If you live in a rainy area like the Sea to Sky, throwing in a rain jacket is not a bad idea.

4. iNaturalist app downloaded on your phone


iNaturalist is a free app that allows users to record observations of the natural world around them. You may record observations of all life forms (whether native or invasive). iNaturalist is extremely helpful for scientists, as they use that data to better understand where certain plants, insects and animals are found. What’s more, using iNaturalist can also help you identify certain plants, animals and insects around you!

You can learn more about iNaturalist and how to get started in this blog post.

5. Water bottle


Stay hydrated on the trail. Summer days can get very hot, so bringing water with you is essential! Using electrolyte tablets or powder can also boost your hydration.

6. A container to collect edible berries


One of the best things about summer is all the wild, edible berries! Although both Himalayan, Cutleaf  Evergreen and Common Blackberries are invasive, they produce delicious edible berries. Some native edible berries include salmonberries, blueberries, thimbleberries and huckleberries.

Toss a container into your bag to enjoy these berries once you’re back home: maybe in a smoothie, as ingredients for ice cream, or just on their own?

Check out this guide to learn more about edible berries in the Sea to Sky!

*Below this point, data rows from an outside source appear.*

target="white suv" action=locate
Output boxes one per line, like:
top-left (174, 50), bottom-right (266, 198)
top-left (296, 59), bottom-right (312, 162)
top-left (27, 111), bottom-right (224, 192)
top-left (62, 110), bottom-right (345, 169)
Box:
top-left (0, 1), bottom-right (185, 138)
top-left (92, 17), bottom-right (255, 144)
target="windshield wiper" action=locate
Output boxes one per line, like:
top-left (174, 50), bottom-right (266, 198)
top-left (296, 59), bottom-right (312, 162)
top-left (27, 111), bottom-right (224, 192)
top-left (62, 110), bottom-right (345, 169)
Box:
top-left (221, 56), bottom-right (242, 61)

Be sure to familiarize yourself with local edible berries and never eat anything unless you’re 100% certain it’s safe.

7. First aid kit


First aid kits contain many items for treating minor cuts and scrapes, or even more serious emergencies. Check out the Canadian Red Cross for a more comprehensive first aid kit contents list.

8. Bug Spray


Bug spray is great to avoid getting itchy bug bites.

Additionally, don’t forget to check yourself for ticks after your adventure!

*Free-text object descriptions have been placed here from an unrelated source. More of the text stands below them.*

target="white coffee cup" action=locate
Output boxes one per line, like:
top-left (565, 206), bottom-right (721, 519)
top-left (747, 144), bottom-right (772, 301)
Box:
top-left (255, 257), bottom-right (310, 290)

9. A keen eye for staying on the trail


Staying on the trail is extremely important to avoid damaging natural ecosystems. It also reduces the risk of spreading invasive species further into the wilderness.

Staying on the trail is not only better for the environment but also safer for you – when you go off the route and step onto uneven foliage, you’re more likely to fall, roll an ankle, or injure yourself a different way.

A GPS can also be a great tool if the trail you’re on is hard to follow!

10. Bear spray


In the Sea to Sky, bear encounters are not uncommon. While your first defence mechanism against bear encounters should be education, you may also choose to carry bear spray out of an abundance of caution.

You can learn more about bear safety on the Bearsmart website and the Squamish Lillooet Regional District website.

Keep your bear spray within reach to protect yourself from any unexpected bear encounters.